Bureau directors decide to return to tradition

April 16, 2004|By Sandy Alexander | Sandy Alexander,SUN STAFF

The Maryland Farm Bureau wants to bring royalty back to county fairs.

After renaming the six-decade-old competition last year to the Agricultural Ambassador Contest and giving up crowns and formal gowns in favor of businesslike blazers, the farm bureau's board of directors decided Tuesday to return to the tradition.

The blazers are out. The tiaras are back. The winners will again be named farm queen.

"Last year, we made a change, we tried it out," said state bureau President Earl Hance. "A lot of the members didn't particularly care for it.

"They felt the girls did not have as much of a presence without the crown," he said.

The Maryland State Fair's leaders will now have to decide if they want to embrace the latest changes or move in a different direction, cutting their long-standing ties with the Farm Bureau's contest. Some state fair board members favor ending their association with the contest, said F. Grove Miller Jr., chairman of the state fair board of directors.

"A lot of us feel that it's a step backward as far as the contest goes," he told the Associated Press. "We made some changes last year that we felt were a step in the right direction.
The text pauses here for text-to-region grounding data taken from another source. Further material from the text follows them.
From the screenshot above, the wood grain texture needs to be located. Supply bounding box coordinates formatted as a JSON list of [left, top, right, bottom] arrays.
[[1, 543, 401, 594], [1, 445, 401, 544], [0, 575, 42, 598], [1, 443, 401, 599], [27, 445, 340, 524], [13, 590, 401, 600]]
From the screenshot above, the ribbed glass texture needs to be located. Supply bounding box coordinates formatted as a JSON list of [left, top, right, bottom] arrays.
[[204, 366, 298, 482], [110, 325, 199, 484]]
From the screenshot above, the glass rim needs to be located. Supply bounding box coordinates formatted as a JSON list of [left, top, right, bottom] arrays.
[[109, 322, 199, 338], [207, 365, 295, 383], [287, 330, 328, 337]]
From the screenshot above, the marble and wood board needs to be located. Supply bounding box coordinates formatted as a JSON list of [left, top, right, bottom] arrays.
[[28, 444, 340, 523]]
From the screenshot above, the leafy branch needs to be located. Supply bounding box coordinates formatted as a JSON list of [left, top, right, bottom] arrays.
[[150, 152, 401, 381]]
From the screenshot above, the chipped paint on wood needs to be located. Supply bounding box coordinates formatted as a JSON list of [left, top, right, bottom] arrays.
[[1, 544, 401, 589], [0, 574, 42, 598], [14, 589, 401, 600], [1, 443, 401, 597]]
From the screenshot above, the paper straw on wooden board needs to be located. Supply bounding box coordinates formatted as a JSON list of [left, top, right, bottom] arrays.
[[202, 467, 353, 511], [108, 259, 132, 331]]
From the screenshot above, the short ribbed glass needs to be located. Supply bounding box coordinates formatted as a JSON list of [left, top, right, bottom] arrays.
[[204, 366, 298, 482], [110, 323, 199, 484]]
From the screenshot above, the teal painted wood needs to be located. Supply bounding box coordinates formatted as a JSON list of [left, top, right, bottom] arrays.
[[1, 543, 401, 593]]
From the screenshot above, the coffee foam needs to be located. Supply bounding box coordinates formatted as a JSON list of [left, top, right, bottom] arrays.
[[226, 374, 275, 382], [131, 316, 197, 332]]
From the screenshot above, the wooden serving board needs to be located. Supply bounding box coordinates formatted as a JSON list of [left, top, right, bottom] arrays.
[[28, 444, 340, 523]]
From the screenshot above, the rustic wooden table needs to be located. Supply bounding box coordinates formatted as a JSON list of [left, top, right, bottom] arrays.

I guess they didn't turn out that way."

Clarksville resident Anna Marie Schlicht, 17, Howard County's reigning agriculture ambassador, said she would rather have the title farm queen.

"When I was younger, I wanted to be a farm queen," she said, adding that recent controversy over titles and tiaras has eclipsed talk of animal husbandry and farm economics. She said more girls will participate if they get to wear gowns.

The contest, which seeks an agriculture spokeswoman among Farm Bureau members from ages 16 to 19, judges the contestants on their poise, public-speaking skills and knowledge of farming.

The winners from each county advance to compete at the state contest, held each year at the state fair in Timonium. Last year, the state farm queen received a $6,500 college scholarship and four runners-up were awarded $1,000 scholarships.

The state bureau's women's committee worked with the state fair for two years to update the contest, said Beverly Burton, the women's committee chairwoman. They believed an ambassador "is something the public can relate to and that is more current with the times," she said. The changes could have opened contests to young men.

Contestants aren't judged on appearance, she said, so her committee tried to move away from the beauty-related aspects.

Carolyn Lechlider, who leads the Montgomery County Farm Bureau Women's Committee and oversees the farm queen contest there, said, "It is sad that we have to go back on something that I think was certainly progress."

Lechlider, of Laytonsville, said with society changing, the farm queen contest needs to keep up. Most of all, she said, she would like to see consistency from the Farm Bureau.

"The young women are the ones actually being penalized for their flip-flop back and forth," she said.

The Associated Press contributed to this article.